Even if the city/county/state does everything right & does what it is right financially for their budget, the team will pack up & move to a city that will give them the sweet heart deal which furthers worsen the problem because what is more effective than a relocation threat is a relocation example.
I could go on (and have) but you may find this study interesting
January 12, 2012
League Structure & Stadium Rent Seeking
the Role of Antitrust Revisited
http://luc.edu/media/lucedu/law/centers/antitrust/pdfs/publications/workingpapers/haddock_jacobi,_sag__stadium_rent.pdf
This is may favorite site for latest news (there is always something new in the stadium extortion business) from the economics perspective (it really highlights the baffling logic of it all)
http://www.fieldofschemes.com/2012/11/05/4069/goodell-falcons-need-a-new-stadium-because-moneyyyyyyy/
On edit -- I forgot my point, I view the Mayweather fight payout as something very different as it is revenue generated from PPV fights.

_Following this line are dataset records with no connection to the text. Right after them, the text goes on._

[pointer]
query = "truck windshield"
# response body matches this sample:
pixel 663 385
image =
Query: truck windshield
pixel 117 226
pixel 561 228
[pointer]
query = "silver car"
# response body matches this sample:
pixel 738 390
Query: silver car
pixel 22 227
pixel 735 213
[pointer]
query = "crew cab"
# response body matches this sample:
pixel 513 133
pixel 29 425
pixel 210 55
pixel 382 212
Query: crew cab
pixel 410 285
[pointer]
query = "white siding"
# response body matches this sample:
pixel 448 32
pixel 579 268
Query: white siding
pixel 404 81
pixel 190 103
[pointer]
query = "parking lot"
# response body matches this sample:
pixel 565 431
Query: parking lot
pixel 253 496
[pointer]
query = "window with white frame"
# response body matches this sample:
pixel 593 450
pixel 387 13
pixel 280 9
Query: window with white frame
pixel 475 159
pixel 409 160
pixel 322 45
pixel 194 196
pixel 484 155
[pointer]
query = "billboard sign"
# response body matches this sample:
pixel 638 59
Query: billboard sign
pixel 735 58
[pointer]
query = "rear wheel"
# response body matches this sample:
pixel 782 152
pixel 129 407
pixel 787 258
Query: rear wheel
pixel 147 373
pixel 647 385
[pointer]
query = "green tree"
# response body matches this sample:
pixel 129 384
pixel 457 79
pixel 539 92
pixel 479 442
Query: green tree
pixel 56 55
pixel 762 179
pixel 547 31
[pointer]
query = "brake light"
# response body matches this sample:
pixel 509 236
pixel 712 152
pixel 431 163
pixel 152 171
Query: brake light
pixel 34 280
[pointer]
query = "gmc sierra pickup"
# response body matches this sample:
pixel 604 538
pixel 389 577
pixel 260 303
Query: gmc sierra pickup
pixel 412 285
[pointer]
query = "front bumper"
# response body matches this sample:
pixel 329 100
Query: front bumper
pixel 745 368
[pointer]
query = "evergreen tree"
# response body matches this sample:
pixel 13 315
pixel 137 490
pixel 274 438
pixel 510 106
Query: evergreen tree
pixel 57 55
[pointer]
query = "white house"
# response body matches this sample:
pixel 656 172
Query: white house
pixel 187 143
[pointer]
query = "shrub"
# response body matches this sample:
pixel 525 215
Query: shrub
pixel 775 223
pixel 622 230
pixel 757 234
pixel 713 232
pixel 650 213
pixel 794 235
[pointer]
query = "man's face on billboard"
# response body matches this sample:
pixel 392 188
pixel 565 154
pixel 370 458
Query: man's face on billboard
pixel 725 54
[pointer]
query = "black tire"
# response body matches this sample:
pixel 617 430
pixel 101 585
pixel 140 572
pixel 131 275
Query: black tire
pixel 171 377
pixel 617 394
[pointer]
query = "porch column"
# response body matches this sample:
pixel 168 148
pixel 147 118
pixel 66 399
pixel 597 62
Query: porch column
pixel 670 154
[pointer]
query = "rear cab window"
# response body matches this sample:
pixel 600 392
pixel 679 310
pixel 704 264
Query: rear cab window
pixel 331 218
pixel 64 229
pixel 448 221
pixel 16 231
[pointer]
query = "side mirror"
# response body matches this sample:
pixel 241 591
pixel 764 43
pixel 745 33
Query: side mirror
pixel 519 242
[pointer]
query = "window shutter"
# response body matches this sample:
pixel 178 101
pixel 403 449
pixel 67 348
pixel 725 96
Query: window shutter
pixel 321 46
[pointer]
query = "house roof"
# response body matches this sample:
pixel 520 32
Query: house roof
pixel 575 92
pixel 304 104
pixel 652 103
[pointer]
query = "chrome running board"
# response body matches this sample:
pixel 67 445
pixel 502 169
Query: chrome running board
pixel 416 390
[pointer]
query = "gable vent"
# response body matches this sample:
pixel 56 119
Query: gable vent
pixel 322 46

With no idea where the bout took place (Cowboys Stadium has had some big fights including a Mayweather & undercard title fight which Rigondeaux won) but chances are it was Vegas & with no idea how it was financed (not for anyone fighter & besides they have casinos which take advantage of the supply & demand of tourists with I imagine favorable tax-breaks). People, personally purchasing the fight plus the Showtime-HBO contracts they have their individual exclusive boxer (for promotional reasons and they wouldn't do it if they didn't profit from the expense). Something completely different, not at-all like taxpayers giving millionaire-billionaire owners sweet heart deals to give mostly millionaires full-time employment (which the sweetheart deals across the countries drives up the salaries).